Twitter can be frustrating but remains necessary
Less than a month after Elon Musk took control of Twitter, the platform appears to be nearing total collapse.
Twitter’s most important workers have either resigned or been fired, including those in charge of cybersecurity, privacy and legal compliance. Musk’s move to lay off hundreds of content moderation contractors may be the final nail in the coffin. Without humans cleaning up the platform, advertisers’ faith in Twitter will go from shaky to nonexistent.
Users have responded to these developments with nihilism, irony and shenanigans. For a platform that has come to embody political polarization, culture wars and “the discourse,” it seems poetic that it would collapse with such drama. And users are hurrying its fate, abusing the now-paused $8 checkmarks to impersonate Lockheed Martin, Nestlé and Musk himself.
I’ve enjoyed watching this trainwreck as much as the next guy. However, I can’t quite cheer for Twitter’s demise. Unfortunately, I’ve become quite attached to it over the years.
As many have observed, there’s no major social media platform quite like Twitter. Instagram is basically Facebook, TikTok is a dystopian opiate, and Snapchat is just an inconvenient, less-personal form of texting. Twitter offers something else: a mostly-textual medium where posting is both addictive and frictionless.
As author Lilly Dancyger recently tweeted, “I don’t want to post beautiful photos or collect myself enough to record videos of my face…I want to scrape the foam off the top of my brain several times a day and fling it somewhere.”
Beyond shouting every thought into the abyss, there are genuine uses for Twitter. Following academic leaders in your field and seeing them interact with others is an underrated opportunity presented by the platform. “Experts” will regularly share their work, react to news and engage with other scholars in public for all the world to see.
For better or for worse, Twitter is also where most journalists are. For me, following local reporters is essential for keeping up with South Dakota news.

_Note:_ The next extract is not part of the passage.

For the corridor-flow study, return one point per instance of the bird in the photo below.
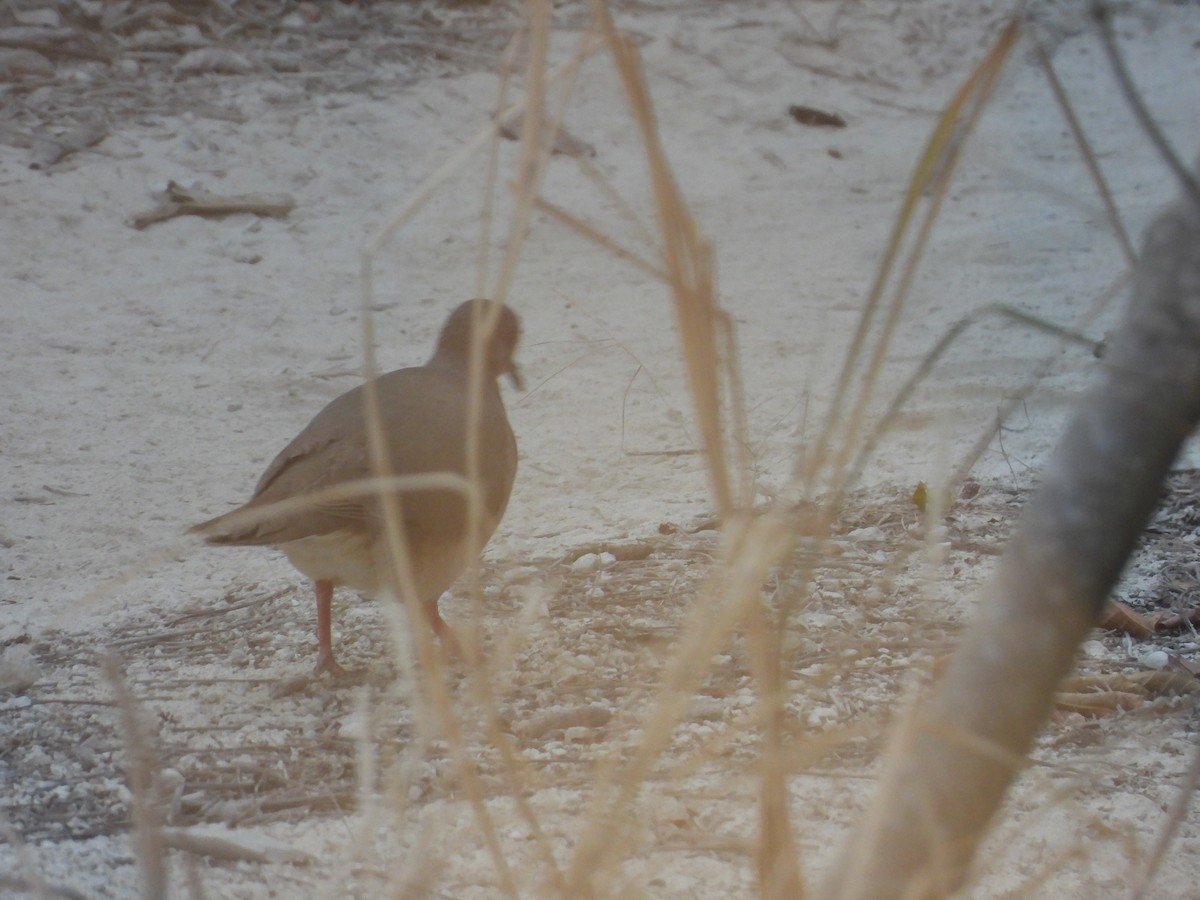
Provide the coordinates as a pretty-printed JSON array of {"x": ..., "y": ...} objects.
[{"x": 341, "y": 541}]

The implications of Twitter’s death would extend beyond its utility for me. Twitter lawyers have repeatedly stood up for its users’ privacy, anonymity and free speech rights. This summer, Twitter sued the Indian government after it demanded the removal of accounts criticizing the Modi regime.
The platform is also relatively transparent — scraping public Twitter data is common in introductory computer science classes.
Twitter is a horrible place that gives me a new thing to worry about each day. It epitomizes the neurotic, existential angst that makes chronically-online people insufferable. But if Musk runs it into the ground, I’ll be more than a little sad.